Joan whispered, “Let’s get out of here.”
“I have to be sure this unit kicks on. Orders.”
“I’ll kick you in the ass, Stanley. Don’t push our luck.”
Stanley remained motionless, staring at the big gray steel box. After what seemed a very long time, but was less than a minute, he heard an electrical relay click and the unit vibrated, emitting a noise like a refrigerator. Stanley nodded with satisfaction. “They’ll be sleeping soon. Let’s—” He turned and saw that Joan was already heading back along the passage. He followed quickly.
They turned right, back toward the boiler room, but didn’t enter it, continuing instead to the door of the utility room.
Stanley opened the door and stepped into the long, narrow room. He found himself standing ten feet away from a man in overalls holding a clipboard in one hand and a pencil in the other.
Joan let out a scream. The man did the same. Stanley raised his pistol instinctively and fired three times, the silencer making a noise like air rushing out of the neck of a toy balloon.

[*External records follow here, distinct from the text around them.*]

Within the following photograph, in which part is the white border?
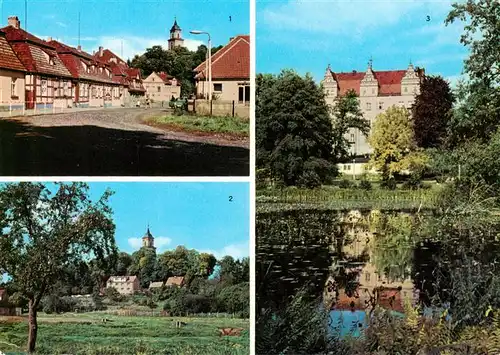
[248,0,257,354]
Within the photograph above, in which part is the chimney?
[7,16,21,28]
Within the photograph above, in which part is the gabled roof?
[0,31,26,72]
[170,19,181,32]
[149,281,164,288]
[194,35,250,80]
[48,41,114,83]
[108,276,137,283]
[331,70,412,96]
[1,26,72,77]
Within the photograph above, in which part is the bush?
[339,178,354,189]
[380,178,397,190]
[359,179,372,191]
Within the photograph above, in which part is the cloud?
[128,237,172,252]
[200,242,250,260]
[259,0,451,36]
[98,35,203,60]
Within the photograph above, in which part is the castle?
[168,19,184,50]
[323,60,425,174]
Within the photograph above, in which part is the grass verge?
[148,115,250,137]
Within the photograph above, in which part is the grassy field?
[0,312,250,355]
[148,115,250,137]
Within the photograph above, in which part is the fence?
[0,101,139,118]
[188,99,250,118]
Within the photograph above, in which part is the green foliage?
[104,287,123,302]
[412,76,455,148]
[0,313,250,355]
[359,178,372,191]
[255,70,337,187]
[255,289,346,355]
[368,106,427,181]
[130,45,222,96]
[446,0,500,144]
[332,90,370,162]
[0,182,117,352]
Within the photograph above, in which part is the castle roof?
[330,64,423,96]
[142,227,154,239]
[170,19,181,32]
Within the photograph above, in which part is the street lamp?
[189,30,212,101]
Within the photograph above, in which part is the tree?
[368,106,427,181]
[412,76,455,148]
[332,90,370,162]
[255,70,337,187]
[0,182,116,353]
[446,0,500,144]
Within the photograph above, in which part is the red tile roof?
[1,26,71,77]
[0,31,26,71]
[326,70,412,96]
[94,49,146,92]
[194,35,250,80]
[48,41,114,84]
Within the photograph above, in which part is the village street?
[0,108,249,176]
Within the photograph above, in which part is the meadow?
[0,312,250,355]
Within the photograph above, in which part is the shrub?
[359,179,372,191]
[339,178,353,189]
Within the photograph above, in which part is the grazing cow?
[219,328,243,337]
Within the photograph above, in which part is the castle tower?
[323,64,338,105]
[360,58,378,96]
[401,61,423,96]
[168,19,184,50]
[142,226,155,249]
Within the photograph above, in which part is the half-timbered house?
[94,47,146,106]
[49,41,121,107]
[1,16,74,109]
[0,31,26,110]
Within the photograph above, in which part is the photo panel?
[0,182,250,355]
[255,0,500,355]
[0,0,251,177]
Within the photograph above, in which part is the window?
[10,78,17,97]
[214,84,222,92]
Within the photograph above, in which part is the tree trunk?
[28,299,38,354]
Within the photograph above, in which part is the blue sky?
[256,0,467,84]
[81,182,250,258]
[0,0,250,59]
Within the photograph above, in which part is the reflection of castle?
[142,226,156,249]
[168,19,184,49]
[325,213,418,312]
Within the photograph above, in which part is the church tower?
[168,19,184,50]
[142,226,155,249]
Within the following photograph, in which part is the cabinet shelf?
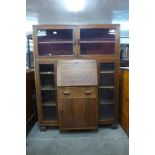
[99,86,115,89]
[100,70,115,74]
[80,40,115,44]
[100,99,114,105]
[41,85,56,90]
[42,101,56,107]
[40,72,54,74]
[38,41,73,44]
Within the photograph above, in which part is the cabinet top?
[57,60,98,87]
[33,24,120,29]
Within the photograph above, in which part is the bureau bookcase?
[33,24,120,129]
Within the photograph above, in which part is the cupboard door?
[36,61,57,125]
[80,28,116,55]
[33,26,75,58]
[99,62,116,121]
[59,98,98,129]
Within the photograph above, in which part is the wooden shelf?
[42,101,56,107]
[100,71,115,74]
[80,40,115,44]
[40,72,54,74]
[41,85,56,90]
[100,99,114,105]
[99,86,115,89]
[38,41,73,44]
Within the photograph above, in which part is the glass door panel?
[80,29,115,55]
[99,63,115,120]
[37,29,73,56]
[39,64,57,121]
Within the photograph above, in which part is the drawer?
[58,87,98,98]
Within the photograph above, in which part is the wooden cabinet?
[26,69,37,135]
[33,24,120,131]
[57,60,98,130]
[119,67,129,136]
[35,60,58,129]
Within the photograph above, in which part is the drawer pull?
[85,90,92,95]
[64,91,70,95]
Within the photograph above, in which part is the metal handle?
[73,40,76,46]
[85,90,92,95]
[64,91,70,95]
[78,39,80,46]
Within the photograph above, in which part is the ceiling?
[26,0,129,36]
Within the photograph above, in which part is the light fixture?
[108,29,115,34]
[112,20,129,30]
[53,31,57,34]
[64,0,86,13]
[37,30,46,37]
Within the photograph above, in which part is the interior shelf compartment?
[37,29,73,42]
[100,73,114,86]
[40,72,54,74]
[80,42,115,55]
[38,40,73,44]
[39,64,54,74]
[80,40,115,44]
[99,89,114,104]
[80,28,115,41]
[42,101,56,106]
[100,104,114,120]
[41,90,56,106]
[40,74,55,89]
[99,86,115,89]
[100,70,115,74]
[38,43,73,56]
[100,99,114,105]
[42,106,57,121]
[100,63,115,72]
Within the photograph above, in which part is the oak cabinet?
[33,24,120,131]
[57,60,98,130]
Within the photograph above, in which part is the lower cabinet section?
[58,87,98,130]
[58,98,98,129]
[43,106,57,121]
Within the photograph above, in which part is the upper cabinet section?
[80,29,116,55]
[33,24,119,59]
[33,25,74,58]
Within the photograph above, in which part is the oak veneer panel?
[57,60,98,87]
[58,98,98,129]
[119,69,129,135]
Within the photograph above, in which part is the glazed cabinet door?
[33,26,75,59]
[99,61,119,124]
[58,98,98,129]
[36,61,58,125]
[78,25,119,58]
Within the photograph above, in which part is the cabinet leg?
[111,123,118,129]
[39,126,47,131]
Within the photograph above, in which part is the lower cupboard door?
[59,98,98,129]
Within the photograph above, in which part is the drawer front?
[58,87,98,98]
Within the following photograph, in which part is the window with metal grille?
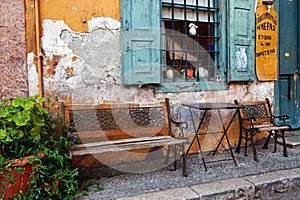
[162,0,220,82]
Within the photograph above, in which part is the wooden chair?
[235,98,290,161]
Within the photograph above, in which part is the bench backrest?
[62,101,170,140]
[235,99,272,126]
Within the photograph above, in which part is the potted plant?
[0,96,78,199]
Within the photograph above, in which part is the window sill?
[156,81,228,93]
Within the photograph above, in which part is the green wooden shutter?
[228,0,255,81]
[121,0,161,85]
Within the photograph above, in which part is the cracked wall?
[27,0,274,152]
[0,0,28,99]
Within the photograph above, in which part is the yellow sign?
[255,5,278,81]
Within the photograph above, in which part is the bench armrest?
[169,106,188,138]
[272,115,290,126]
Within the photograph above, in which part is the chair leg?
[245,132,249,156]
[250,136,258,162]
[273,131,278,153]
[263,131,272,149]
[281,131,288,157]
[235,131,243,153]
[181,144,188,177]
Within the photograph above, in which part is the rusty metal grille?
[70,107,166,131]
[243,104,270,119]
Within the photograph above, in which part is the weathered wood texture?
[62,102,188,174]
[0,0,28,99]
[235,99,290,161]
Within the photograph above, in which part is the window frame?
[120,0,255,93]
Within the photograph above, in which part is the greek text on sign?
[255,5,278,81]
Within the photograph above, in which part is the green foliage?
[0,96,78,199]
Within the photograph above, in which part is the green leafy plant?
[0,96,78,199]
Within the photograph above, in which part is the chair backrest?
[235,98,272,126]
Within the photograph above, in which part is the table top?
[182,102,239,110]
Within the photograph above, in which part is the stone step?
[285,136,300,148]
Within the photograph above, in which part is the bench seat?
[62,99,189,176]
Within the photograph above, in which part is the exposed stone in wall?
[28,17,274,149]
[0,0,28,99]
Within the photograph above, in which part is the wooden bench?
[62,99,189,176]
[235,98,290,161]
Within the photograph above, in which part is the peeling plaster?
[30,17,274,105]
[88,17,121,32]
[27,52,39,96]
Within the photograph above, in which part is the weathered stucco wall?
[0,0,28,99]
[27,0,274,152]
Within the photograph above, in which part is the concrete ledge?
[191,178,255,200]
[117,187,199,200]
[113,168,300,200]
[244,169,300,198]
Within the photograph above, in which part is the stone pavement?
[78,135,300,200]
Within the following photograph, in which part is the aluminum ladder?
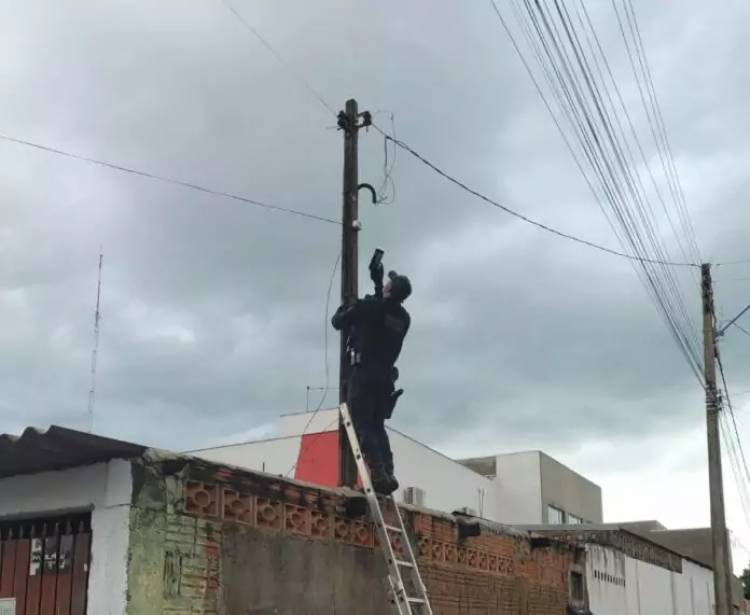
[339,403,432,615]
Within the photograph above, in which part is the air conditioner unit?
[404,487,424,506]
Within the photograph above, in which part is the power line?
[492,0,702,384]
[733,322,750,342]
[221,0,337,117]
[714,258,750,267]
[373,124,700,267]
[284,252,341,476]
[0,133,341,225]
[716,349,750,527]
[88,250,104,433]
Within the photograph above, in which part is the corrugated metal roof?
[0,425,148,477]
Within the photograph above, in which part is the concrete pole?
[338,99,359,487]
[701,264,733,615]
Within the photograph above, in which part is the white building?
[187,409,602,524]
[523,524,724,615]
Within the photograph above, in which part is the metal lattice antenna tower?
[88,251,104,433]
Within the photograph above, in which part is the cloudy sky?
[0,0,750,560]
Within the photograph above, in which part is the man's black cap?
[388,271,411,301]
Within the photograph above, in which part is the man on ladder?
[331,250,411,495]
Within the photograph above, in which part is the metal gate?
[0,514,91,615]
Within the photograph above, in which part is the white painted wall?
[586,545,628,615]
[191,409,500,521]
[279,408,339,437]
[495,451,546,525]
[192,436,302,476]
[388,429,500,521]
[586,545,713,615]
[0,459,133,615]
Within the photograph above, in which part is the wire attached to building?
[0,133,341,225]
[284,252,341,477]
[373,124,700,267]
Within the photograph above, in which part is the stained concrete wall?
[221,526,390,615]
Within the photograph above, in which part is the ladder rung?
[394,559,414,568]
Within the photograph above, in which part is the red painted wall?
[294,431,339,487]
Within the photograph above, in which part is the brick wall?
[129,460,576,615]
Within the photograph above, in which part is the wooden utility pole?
[701,264,734,615]
[338,99,370,487]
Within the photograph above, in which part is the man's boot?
[370,463,393,495]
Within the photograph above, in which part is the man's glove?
[370,263,385,287]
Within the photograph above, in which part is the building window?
[570,571,583,602]
[547,506,565,525]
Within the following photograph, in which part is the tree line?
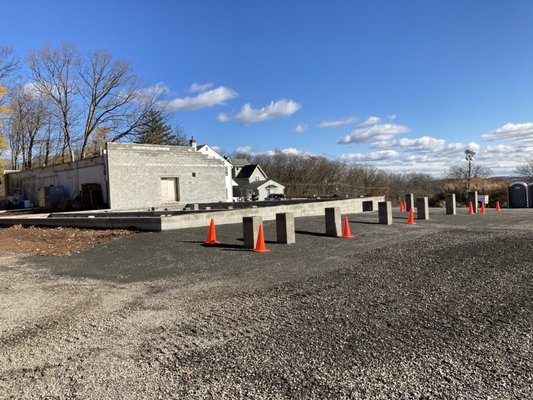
[249,151,510,206]
[0,44,186,169]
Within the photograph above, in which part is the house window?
[161,178,180,203]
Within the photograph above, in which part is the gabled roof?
[228,158,250,167]
[235,164,258,179]
[239,179,285,190]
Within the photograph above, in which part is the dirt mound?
[0,225,136,256]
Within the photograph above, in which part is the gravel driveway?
[0,210,533,399]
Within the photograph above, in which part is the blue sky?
[0,0,533,175]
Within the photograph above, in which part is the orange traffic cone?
[253,224,270,253]
[204,218,220,245]
[342,216,353,239]
[407,207,416,225]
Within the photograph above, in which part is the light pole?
[465,150,476,192]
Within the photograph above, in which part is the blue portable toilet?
[509,182,530,208]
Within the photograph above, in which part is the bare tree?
[0,46,19,82]
[29,44,161,160]
[29,44,79,161]
[516,158,533,181]
[446,164,492,179]
[76,50,155,158]
[8,87,49,168]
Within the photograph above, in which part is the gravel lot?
[0,210,533,399]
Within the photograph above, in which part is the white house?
[233,160,285,201]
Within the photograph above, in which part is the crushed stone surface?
[0,213,533,399]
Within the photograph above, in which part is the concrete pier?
[276,213,296,244]
[378,201,392,225]
[405,193,415,212]
[466,190,478,214]
[242,217,263,249]
[416,197,429,220]
[325,207,342,237]
[446,193,457,215]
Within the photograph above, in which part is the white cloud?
[160,86,238,111]
[337,124,411,145]
[341,150,400,162]
[318,117,357,128]
[481,122,533,142]
[359,117,381,126]
[393,136,446,151]
[235,146,255,156]
[189,82,215,93]
[218,99,302,125]
[137,82,170,98]
[291,124,307,133]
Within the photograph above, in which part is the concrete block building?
[0,143,227,210]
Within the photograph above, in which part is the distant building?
[198,144,237,202]
[230,159,285,201]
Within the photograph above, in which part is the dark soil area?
[0,225,135,256]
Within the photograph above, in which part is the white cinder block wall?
[106,143,226,209]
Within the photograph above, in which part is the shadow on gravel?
[348,220,379,225]
[295,231,329,237]
[206,243,246,250]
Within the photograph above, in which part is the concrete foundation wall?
[161,196,385,230]
[107,143,226,209]
[4,157,107,206]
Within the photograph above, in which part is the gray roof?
[229,158,250,167]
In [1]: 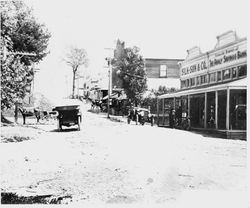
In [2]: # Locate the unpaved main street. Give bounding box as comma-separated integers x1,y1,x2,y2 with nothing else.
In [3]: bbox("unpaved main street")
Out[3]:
0,104,247,207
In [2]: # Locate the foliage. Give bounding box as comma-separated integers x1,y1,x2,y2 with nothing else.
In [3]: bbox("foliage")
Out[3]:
1,56,33,109
64,47,88,98
0,1,50,109
112,43,147,105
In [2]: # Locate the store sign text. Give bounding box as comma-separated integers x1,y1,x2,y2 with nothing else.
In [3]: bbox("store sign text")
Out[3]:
181,50,247,76
209,51,247,67
181,61,207,75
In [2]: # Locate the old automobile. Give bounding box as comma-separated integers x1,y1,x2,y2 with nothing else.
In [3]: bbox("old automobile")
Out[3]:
128,107,154,126
53,99,82,131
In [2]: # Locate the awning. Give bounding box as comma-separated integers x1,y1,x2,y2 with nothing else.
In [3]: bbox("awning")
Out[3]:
158,78,247,99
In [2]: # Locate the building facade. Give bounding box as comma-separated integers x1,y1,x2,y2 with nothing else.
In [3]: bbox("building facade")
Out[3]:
157,31,247,138
144,58,183,90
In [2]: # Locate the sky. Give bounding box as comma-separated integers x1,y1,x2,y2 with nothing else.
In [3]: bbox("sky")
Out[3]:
25,0,248,99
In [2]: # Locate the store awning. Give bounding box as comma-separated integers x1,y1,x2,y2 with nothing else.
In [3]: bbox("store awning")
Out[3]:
158,78,247,99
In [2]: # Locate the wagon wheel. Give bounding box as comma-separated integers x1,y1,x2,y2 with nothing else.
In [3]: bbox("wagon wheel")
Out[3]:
77,116,81,131
57,119,62,131
128,117,131,124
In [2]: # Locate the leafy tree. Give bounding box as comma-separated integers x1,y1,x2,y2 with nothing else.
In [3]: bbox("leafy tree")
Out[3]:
64,47,88,98
112,43,147,106
0,1,50,110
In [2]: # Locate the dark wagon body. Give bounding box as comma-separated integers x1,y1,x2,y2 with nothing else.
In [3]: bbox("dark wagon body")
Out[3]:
53,105,82,130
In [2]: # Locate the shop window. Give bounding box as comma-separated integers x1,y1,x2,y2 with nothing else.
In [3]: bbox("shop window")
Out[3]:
207,92,215,128
232,67,237,79
196,76,200,85
238,65,247,77
217,71,221,82
201,75,207,84
229,90,246,130
190,93,205,128
181,80,186,88
209,73,216,82
190,78,195,87
222,69,231,80
160,65,167,77
217,90,227,129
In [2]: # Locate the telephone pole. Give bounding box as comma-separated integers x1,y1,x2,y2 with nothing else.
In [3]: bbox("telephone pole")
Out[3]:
104,48,114,118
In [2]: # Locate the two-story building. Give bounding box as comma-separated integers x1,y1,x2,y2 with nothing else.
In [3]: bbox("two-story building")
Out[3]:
157,31,247,138
144,58,183,90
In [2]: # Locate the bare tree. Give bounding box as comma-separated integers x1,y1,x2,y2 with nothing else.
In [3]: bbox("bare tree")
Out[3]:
64,47,88,98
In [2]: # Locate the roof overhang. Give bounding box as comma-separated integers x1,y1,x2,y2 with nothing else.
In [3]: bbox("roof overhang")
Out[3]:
158,78,247,99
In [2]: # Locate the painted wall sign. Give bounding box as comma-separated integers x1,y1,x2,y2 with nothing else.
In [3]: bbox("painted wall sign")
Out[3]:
181,47,247,76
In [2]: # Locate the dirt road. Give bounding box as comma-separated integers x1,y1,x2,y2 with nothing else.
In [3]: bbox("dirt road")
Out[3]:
0,105,247,207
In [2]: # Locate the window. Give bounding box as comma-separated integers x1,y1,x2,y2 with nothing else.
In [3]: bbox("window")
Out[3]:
181,80,186,88
217,71,221,81
232,67,237,79
160,65,167,77
190,78,195,87
222,69,231,80
238,65,247,77
196,77,200,85
201,75,207,84
209,73,216,82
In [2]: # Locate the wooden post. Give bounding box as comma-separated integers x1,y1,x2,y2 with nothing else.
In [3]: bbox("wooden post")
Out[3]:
188,95,190,118
204,92,207,128
226,88,230,130
215,90,218,129
156,97,159,126
162,98,165,126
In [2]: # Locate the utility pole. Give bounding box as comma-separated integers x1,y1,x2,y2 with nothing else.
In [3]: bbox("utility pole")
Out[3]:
104,48,114,118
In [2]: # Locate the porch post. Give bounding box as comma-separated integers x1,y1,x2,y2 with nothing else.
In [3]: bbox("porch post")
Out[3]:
215,90,218,129
162,98,165,126
226,88,230,130
156,97,159,126
204,92,207,128
173,97,176,110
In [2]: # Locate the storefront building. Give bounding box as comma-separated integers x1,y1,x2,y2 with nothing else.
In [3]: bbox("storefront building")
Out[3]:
157,31,247,138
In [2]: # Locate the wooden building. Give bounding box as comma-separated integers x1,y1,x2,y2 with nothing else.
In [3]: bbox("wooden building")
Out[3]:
157,31,247,139
144,58,183,90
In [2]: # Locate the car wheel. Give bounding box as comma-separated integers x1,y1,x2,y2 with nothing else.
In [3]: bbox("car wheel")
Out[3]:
128,117,131,124
57,119,62,131
77,116,81,131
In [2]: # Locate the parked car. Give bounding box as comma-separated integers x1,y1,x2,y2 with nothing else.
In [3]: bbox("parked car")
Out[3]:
53,100,82,131
128,107,154,126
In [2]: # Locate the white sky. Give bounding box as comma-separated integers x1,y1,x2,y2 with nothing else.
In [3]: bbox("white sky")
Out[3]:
25,0,249,101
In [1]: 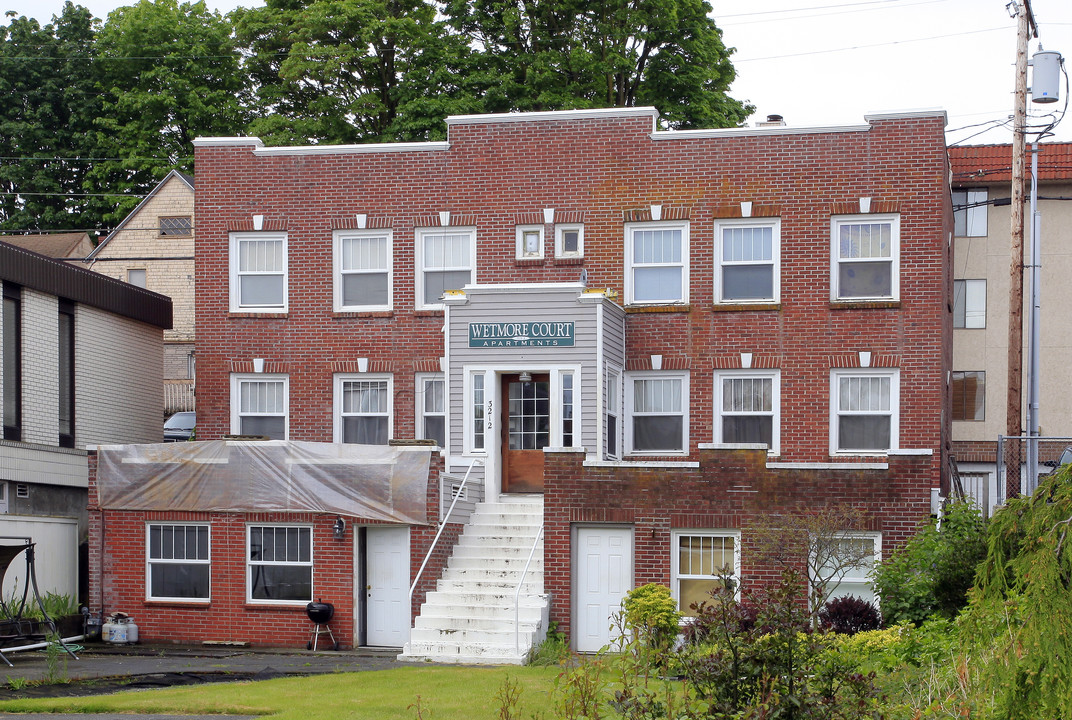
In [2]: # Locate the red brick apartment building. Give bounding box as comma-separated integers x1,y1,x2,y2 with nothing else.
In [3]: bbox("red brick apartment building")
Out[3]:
92,108,952,662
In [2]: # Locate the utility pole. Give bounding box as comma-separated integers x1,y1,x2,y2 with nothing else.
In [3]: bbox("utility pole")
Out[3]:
1000,0,1038,498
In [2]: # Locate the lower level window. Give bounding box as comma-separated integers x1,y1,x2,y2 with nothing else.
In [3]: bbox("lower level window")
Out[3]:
671,530,740,617
147,524,211,600
249,525,313,603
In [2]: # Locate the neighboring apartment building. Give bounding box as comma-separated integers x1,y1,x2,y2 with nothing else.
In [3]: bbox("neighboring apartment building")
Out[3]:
87,170,196,415
949,143,1072,512
0,242,172,599
87,108,952,661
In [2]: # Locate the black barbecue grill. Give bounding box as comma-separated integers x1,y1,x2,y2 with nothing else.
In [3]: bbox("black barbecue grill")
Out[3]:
306,598,339,650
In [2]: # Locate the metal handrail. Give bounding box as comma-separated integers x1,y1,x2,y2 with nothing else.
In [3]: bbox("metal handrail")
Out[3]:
410,458,483,608
513,525,544,655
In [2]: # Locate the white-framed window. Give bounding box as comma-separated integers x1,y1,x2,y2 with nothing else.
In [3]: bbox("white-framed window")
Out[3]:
417,227,476,309
670,529,741,617
953,188,989,238
714,370,781,455
715,218,781,303
145,523,211,602
245,525,313,605
517,225,544,260
951,370,986,422
334,373,393,445
625,223,688,304
830,369,900,454
230,233,287,313
230,373,289,440
333,230,392,312
554,223,584,257
812,533,882,605
126,268,148,287
953,280,986,329
831,215,900,300
604,366,622,460
417,373,447,448
625,371,688,454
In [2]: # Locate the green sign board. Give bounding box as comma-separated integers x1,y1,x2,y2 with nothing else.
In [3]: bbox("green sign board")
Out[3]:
470,320,574,347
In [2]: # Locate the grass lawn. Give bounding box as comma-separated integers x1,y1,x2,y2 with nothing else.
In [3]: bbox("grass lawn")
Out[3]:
0,665,560,720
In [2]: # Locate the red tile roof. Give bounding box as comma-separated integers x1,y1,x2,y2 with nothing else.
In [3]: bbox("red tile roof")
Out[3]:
949,143,1072,188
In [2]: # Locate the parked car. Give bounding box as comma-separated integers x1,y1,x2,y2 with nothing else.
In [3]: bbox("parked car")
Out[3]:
164,411,197,443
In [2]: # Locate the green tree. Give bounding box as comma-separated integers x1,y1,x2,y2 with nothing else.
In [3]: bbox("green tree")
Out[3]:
874,500,986,626
233,0,476,144
445,0,754,129
959,465,1072,720
90,0,249,221
0,1,107,230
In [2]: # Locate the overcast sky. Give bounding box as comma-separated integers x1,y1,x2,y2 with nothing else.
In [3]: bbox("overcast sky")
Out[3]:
8,0,1072,145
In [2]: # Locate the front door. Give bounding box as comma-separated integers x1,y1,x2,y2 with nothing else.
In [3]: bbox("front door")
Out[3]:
500,374,551,493
574,527,632,653
364,527,410,647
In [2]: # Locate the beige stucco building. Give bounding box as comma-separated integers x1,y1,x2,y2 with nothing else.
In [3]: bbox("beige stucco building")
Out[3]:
950,143,1072,508
87,170,195,415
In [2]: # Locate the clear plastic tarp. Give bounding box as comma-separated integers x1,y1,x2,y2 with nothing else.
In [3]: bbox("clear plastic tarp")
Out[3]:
96,440,434,524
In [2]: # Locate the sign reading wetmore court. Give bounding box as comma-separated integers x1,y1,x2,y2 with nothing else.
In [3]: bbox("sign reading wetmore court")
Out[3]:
470,321,574,347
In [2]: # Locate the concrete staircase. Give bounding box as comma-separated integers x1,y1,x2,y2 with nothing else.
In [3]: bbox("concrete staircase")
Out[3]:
399,495,550,664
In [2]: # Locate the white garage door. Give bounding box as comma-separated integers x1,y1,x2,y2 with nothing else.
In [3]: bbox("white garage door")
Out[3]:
0,515,78,600
574,527,632,653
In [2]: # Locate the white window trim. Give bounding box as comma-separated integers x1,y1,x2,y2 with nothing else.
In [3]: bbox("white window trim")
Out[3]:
516,225,547,260
714,218,781,305
414,373,441,451
243,523,316,606
830,368,900,458
623,370,691,456
625,221,689,305
808,530,882,606
145,520,212,604
331,229,394,313
230,373,291,439
227,233,291,313
830,213,900,302
554,223,584,258
712,370,781,455
331,373,394,443
670,528,741,612
414,227,477,310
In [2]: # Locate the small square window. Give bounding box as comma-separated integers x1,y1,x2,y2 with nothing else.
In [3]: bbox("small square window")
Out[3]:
160,215,193,237
517,225,544,260
554,224,584,257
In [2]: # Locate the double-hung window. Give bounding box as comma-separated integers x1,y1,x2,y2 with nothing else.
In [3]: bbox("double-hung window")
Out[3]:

Phfft! Phftt! Phftt!
Stanley watched the man stagger aimlessly, a surprised look on his face, his hands covering his groin and chest as though he’d been caught naked.
Stanley didn’t know what to do. People were supposed to fall down dead when you shot them. He tried to fire again, but his hand was shaking so badly he couldn’t have hit the wall.
Joan closed her eyes.
Finally the man fell to the floor. Stanley approached hesitantly. Blood flowed from the man’s shoulder and groin, spreading over his khaki overalls and puddling on the gray floor. The man’s chest heaved rapidly and his eyes stared up at Stanley.
Stanley turned away. He felt his stomach heave. Without further warning he vomited up bile, acid, and a chocolate candy bar.
Joan came up behind him and put her hand on his shoulder. “Oh… oh, my God… Stanley…”
Stanley took several deep breaths and with some effort got control of himself. “We have to… to finish him… ”
Joan didn’t reply.
Stanley turned and looked down at the man, hoping he was dead, but he was not. Stanley wanted the man to live, but he had his orders: no witnesses. He aimed at the man’s head, closed his eyes, and fired, hearing the bullet thud against the skull and crack into the concrete floor.